In building our breakthrough success, pivot from your frustrations by asking for help. Don’t be THAT George Bailey who kept his fears to himself. Build a team you can trust that includes wise mentors with whom you can share your darkest fears, frustrations, and failures.

#4. Don’t forget your team.

George had opportunities. His brother offered a great opportunity. Even though he didn’t take it, he should have shared with him about what he was doing and how his brother could help out. As we learn later, his brother was willing to help when he was asked.

In building our pivot, we all need a team. We can’t do it on our own. As you set your mind to pivot in 2022, hone that outside perspective to solve the problem in front of you.

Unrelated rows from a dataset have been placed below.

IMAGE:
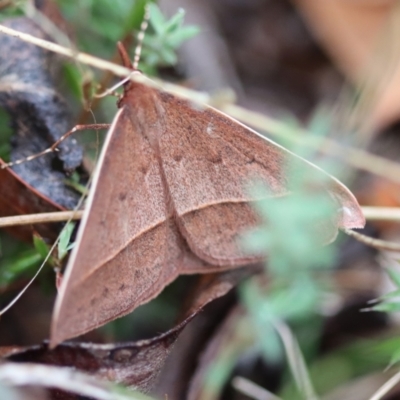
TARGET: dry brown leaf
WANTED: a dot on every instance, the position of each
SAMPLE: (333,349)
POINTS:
(362,38)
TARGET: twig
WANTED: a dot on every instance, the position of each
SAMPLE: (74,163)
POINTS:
(354,157)
(386,388)
(49,376)
(42,218)
(371,214)
(252,390)
(381,213)
(372,242)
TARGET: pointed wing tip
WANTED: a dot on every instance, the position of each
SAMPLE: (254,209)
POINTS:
(352,217)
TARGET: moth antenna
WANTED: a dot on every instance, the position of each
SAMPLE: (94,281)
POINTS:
(53,148)
(143,27)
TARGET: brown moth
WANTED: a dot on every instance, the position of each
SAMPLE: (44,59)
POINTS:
(169,197)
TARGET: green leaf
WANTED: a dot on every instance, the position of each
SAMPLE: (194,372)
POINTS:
(157,20)
(41,246)
(64,244)
(175,39)
(175,22)
(394,276)
(386,307)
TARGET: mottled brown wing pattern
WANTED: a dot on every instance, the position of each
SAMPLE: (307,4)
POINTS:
(209,161)
(127,247)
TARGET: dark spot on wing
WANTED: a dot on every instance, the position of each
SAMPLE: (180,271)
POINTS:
(177,157)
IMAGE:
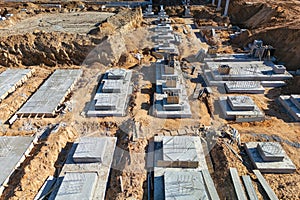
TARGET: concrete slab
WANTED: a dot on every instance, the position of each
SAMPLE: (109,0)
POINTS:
(90,149)
(288,102)
(162,154)
(239,115)
(161,108)
(76,185)
(247,71)
(271,194)
(179,149)
(243,68)
(46,188)
(241,103)
(238,188)
(12,153)
(271,151)
(102,169)
(250,87)
(284,166)
(250,190)
(113,94)
(45,101)
(11,79)
(184,185)
(112,86)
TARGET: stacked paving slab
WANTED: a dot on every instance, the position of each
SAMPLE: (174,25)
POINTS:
(292,105)
(269,157)
(240,109)
(113,94)
(180,170)
(47,99)
(86,171)
(163,18)
(11,79)
(170,98)
(244,74)
(13,151)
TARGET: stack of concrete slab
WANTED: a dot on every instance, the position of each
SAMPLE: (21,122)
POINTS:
(148,12)
(170,101)
(292,105)
(89,150)
(240,109)
(162,16)
(113,94)
(266,72)
(86,171)
(11,79)
(180,170)
(269,157)
(250,87)
(13,151)
(51,94)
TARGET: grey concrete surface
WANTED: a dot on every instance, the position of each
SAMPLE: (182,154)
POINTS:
(45,101)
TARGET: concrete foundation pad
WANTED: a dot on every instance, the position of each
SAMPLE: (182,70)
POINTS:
(90,149)
(254,115)
(11,79)
(284,166)
(76,185)
(241,103)
(289,105)
(163,175)
(250,87)
(184,185)
(13,150)
(159,105)
(45,101)
(102,169)
(110,102)
(271,151)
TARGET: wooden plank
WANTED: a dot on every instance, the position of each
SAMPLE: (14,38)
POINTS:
(265,185)
(251,193)
(210,186)
(239,191)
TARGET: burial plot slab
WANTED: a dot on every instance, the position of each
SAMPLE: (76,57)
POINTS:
(242,103)
(90,149)
(184,185)
(51,94)
(11,79)
(251,87)
(271,151)
(76,185)
(284,166)
(12,153)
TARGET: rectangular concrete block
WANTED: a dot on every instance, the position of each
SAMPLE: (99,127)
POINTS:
(13,150)
(90,149)
(76,185)
(45,101)
(11,79)
(271,151)
(113,94)
(250,87)
(179,149)
(284,166)
(241,103)
(184,185)
(239,191)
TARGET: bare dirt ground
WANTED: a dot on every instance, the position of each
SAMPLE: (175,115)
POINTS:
(46,159)
(77,22)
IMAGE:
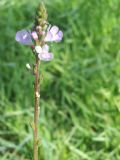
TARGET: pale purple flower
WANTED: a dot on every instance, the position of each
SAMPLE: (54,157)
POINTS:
(54,35)
(24,37)
(34,35)
(43,53)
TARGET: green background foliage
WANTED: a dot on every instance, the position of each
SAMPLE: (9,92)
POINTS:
(80,91)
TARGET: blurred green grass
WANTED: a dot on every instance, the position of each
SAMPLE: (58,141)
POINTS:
(80,93)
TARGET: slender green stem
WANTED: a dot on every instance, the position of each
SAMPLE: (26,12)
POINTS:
(36,108)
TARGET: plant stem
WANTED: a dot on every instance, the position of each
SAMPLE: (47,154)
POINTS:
(36,108)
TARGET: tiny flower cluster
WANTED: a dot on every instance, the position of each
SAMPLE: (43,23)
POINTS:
(38,40)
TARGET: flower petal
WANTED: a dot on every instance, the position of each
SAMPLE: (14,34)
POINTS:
(34,35)
(48,37)
(45,48)
(45,56)
(24,37)
(38,49)
(54,30)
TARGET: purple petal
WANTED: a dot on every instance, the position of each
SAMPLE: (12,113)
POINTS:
(54,30)
(38,49)
(46,56)
(45,48)
(24,37)
(48,37)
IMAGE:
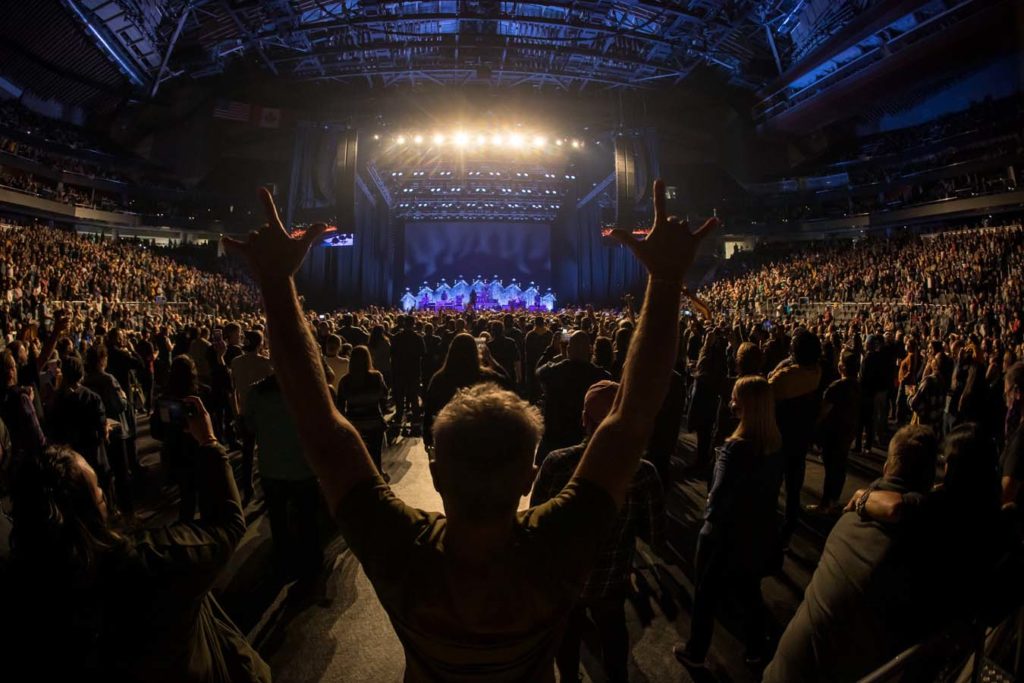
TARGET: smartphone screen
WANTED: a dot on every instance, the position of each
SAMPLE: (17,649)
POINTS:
(171,412)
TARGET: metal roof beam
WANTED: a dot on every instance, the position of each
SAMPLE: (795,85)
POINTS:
(252,39)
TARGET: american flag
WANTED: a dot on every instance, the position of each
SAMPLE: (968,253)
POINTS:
(231,111)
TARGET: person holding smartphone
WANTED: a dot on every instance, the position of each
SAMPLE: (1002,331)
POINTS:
(178,451)
(123,606)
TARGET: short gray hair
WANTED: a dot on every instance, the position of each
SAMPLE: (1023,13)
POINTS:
(484,436)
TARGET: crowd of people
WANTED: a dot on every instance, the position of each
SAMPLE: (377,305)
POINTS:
(582,409)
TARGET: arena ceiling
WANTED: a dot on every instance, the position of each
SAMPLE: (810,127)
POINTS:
(777,51)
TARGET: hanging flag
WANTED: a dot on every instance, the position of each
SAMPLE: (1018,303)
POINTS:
(231,111)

Use those resources to gain leverage. Lean on that perspective to do what you haven’t thought possible by yourself.

Don’t be like George Bailey. Build your team by engaging those who want to help from a distance.

#5. Don’t assume a happy ending.

The movie is heartwarming because of the final scene where countless people arrive at George’s house with cash in hand to save the day. Even his world-traveling brother arrives with a contribution big enough to eliminate George’s problems.

This is a wonderful ending but can you count on those who have previously been silent? Can you trust everything to magically work out? When your back is up against the wall and you are feeling despondent, do you believe that countless people will suddenly come to your aid?

While I don’t want to harsh your buzz over this holiday season or this classic movie, I challenge you with a dose of reality.

  • Too many good, honest, sacrificial people die because they believed in the idyllic story that others would come to their assistance.
  • Too many believed in a Hollywood fabrication that life magically works out.
  • Too many want to believe that corporate has your best career interests at heart.
  • Too many believe others will rush to their aid.
  • Too many believe that others have the same virtues as George Bailey.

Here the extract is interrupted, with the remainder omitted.